No caso das empresas do Sector Empresarial Público (SEP), a accountability deve nortear tanto a actuação dos gestores como a supervisão do Estado enquanto accionista. A natureza híbrida dessas empresas – combinando objectivos económicos com obrigações de interesse público – exige um modelo de governação robusto, centrado na criação de valor, sustentabilidade e alinhamento com metas nacionais como a diversificação económica, a inclusão produtiva e a redução das assimetrias regionais.
Contudo, apesar dos avanços registados, a accountability continua muitas vezes a ser vista como mero exercício legal, baseado em relatórios de gestão e contas auditadas, sem ligação efectiva à responsabilização por desvios de performance nem à promoção da eficiência económica. Importa sublinhar que relatórios auditados não bastam: é necessária a clarificação de responsabilidades, a definição de metas mensuráveis, a explicitação de critérios de decisão e a demonstração concreta dos resultados.
Por isso, impõe-se uma nova abordagem, orientada por uma lógica de responsabilização funcional, em detrimento de práticas meramente formais. Essa mudança implica a gestão por objectivos, o uso de métricas de avaliação e a adopção de instrumentos de gestão com indicadores mensuráveis. A accountability deve ser incorporada nos ciclos de planeamento, execução, monitorização e avaliação, com reforço do controlo interno, realização de auditorias independentes e divulgação pública de resultados de forma acessível e tempestiva.

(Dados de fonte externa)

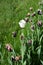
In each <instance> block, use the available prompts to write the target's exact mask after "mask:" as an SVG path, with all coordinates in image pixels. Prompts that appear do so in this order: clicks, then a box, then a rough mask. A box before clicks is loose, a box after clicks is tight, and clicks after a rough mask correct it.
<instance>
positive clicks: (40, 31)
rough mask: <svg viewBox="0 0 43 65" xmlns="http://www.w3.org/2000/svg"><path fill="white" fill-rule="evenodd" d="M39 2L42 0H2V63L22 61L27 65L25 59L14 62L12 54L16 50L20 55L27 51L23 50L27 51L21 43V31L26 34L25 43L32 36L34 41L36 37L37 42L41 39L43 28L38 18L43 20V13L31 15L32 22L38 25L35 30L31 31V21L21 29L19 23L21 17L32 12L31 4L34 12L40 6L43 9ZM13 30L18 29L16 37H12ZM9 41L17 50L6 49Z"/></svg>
mask: <svg viewBox="0 0 43 65" xmlns="http://www.w3.org/2000/svg"><path fill="white" fill-rule="evenodd" d="M38 2H40V0H37V1H36V0H34V1H33V0H0V58H1V59H0V62H1V63H0V65H21V63H22V65H25V63H24V64H23V59H22V62H21V63H20V62H17V63H16V62H14V64H13V63H12V61H11V56H12V55H15V52H16V55H19V54H21V55H22V53H25V52H23V51H26V50H23V49H24V48H23V47H22V45H21V43H22V41H20V34H21V33H24V36H25V41H24V43H26V41H27V40H28V39H30V38H31V39H32V40H33V41H34V39H36V40H37V43H39V40H40V39H41V36H42V35H43V28H40V29H39V28H38V26H37V25H36V24H37V20H42V22H43V15H42V16H38V15H36V17H33V18H32V17H30V18H31V19H32V21H33V22H32V24H34V25H35V26H36V29H35V31H34V32H31V30H30V25H31V24H30V23H29V22H28V23H27V24H26V27H25V28H24V29H19V25H18V23H19V21H20V20H21V19H24V18H25V17H26V14H27V13H28V12H30V10H29V8H30V7H31V6H32V7H33V11H32V12H34V11H35V12H36V11H37V9H39V8H40V9H42V11H43V5H42V6H40V5H39V4H38ZM30 13H31V12H30ZM42 27H43V26H42ZM13 31H17V36H16V38H14V37H12V32H13ZM36 33H37V34H36ZM40 34H41V36H40ZM29 37H30V38H29ZM41 40H42V39H41ZM34 42H35V41H34ZM7 43H10V44H11V45H12V47H13V50H14V51H15V52H14V51H13V52H8V51H6V49H5V44H7ZM42 43H43V40H42V41H41V43H40V44H41V47H42V51H41V52H42V54H41V55H42V56H40V57H41V59H42V60H43V44H42ZM34 47H36V45H34ZM20 48H23V49H22V50H23V51H22V50H21V52H22V53H21V52H20ZM27 52H28V51H27ZM23 56H24V55H23ZM36 57H37V56H36ZM33 61H34V60H33ZM34 62H35V61H34ZM27 65H28V64H27ZM33 65H35V64H33Z"/></svg>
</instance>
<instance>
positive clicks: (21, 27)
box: [19, 20, 26, 28]
mask: <svg viewBox="0 0 43 65" xmlns="http://www.w3.org/2000/svg"><path fill="white" fill-rule="evenodd" d="M25 24H26V21H25V20H20V22H19V26H20V27H21V28H24V27H25Z"/></svg>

A Reforma do SEP, consagrada no Decreto Presidencial n.º 13/22, de 18 de Janeiro, introduz inovações relevantes nesse domínio. Estabelece como princípios fundamentais a eficiência, a transparência e a reestruturação institucional. Esta agenda reformista representa uma oportunidade para consolidar práticas de responsabilização efectiva, através da clarificação do papel do Estado enquanto accionista, da profissionalização da gestão, da mitigação de riscos fiscais e da melhoria da qualidade do reporte.

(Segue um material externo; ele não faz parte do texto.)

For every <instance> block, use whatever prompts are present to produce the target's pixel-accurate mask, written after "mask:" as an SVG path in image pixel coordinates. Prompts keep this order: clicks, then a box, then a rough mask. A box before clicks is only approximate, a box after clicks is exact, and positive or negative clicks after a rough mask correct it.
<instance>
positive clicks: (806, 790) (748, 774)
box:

No sector privado, as exigências de accountability estão cada vez mais associadas à competitividade, à reputação institucional e ao acesso ao financiamento – especialmente em mercados regulados e junto de parceiros internacionais. Práticas como o relato integrado (integrated reporting) e o envolvimento dos stakeholders nas decisões estratégicas reforçam a confiança do mercado e abrem portas ao investimento directo estrangeiro.
Neste quadro, a exigência de accountability não deve ser confundida com ingerência nos assuntos internos das empresas, mas sim encarada como sinal de maturidade organizacional e de compromisso com a eficiência. Como refere Schillemans (2013), “a accountability não deve ser vista apenas como um instrumento de controlo, mas também como uma oportunidade de aprendizagem institucional e de melhoria contínua do desempenho”.
Em suma, mais do que uma boa prática de gestão, a accountability é um instrumento de criação de valor, motor de uma economia de mercado funcional e de um tecido empresarial competitivo. Promover uma cultura de accountability, orientada por resultados e enraizada nos sistemas de governação, é essencial para assegurar a sustentabilidade das finanças públicas, a qualidade da despesa e a geração de valor económico e social de longo prazo. Ir além dos números não é apenas uma aspiração – é uma exigência para garantir integridade, confiança e crescimento sustentável.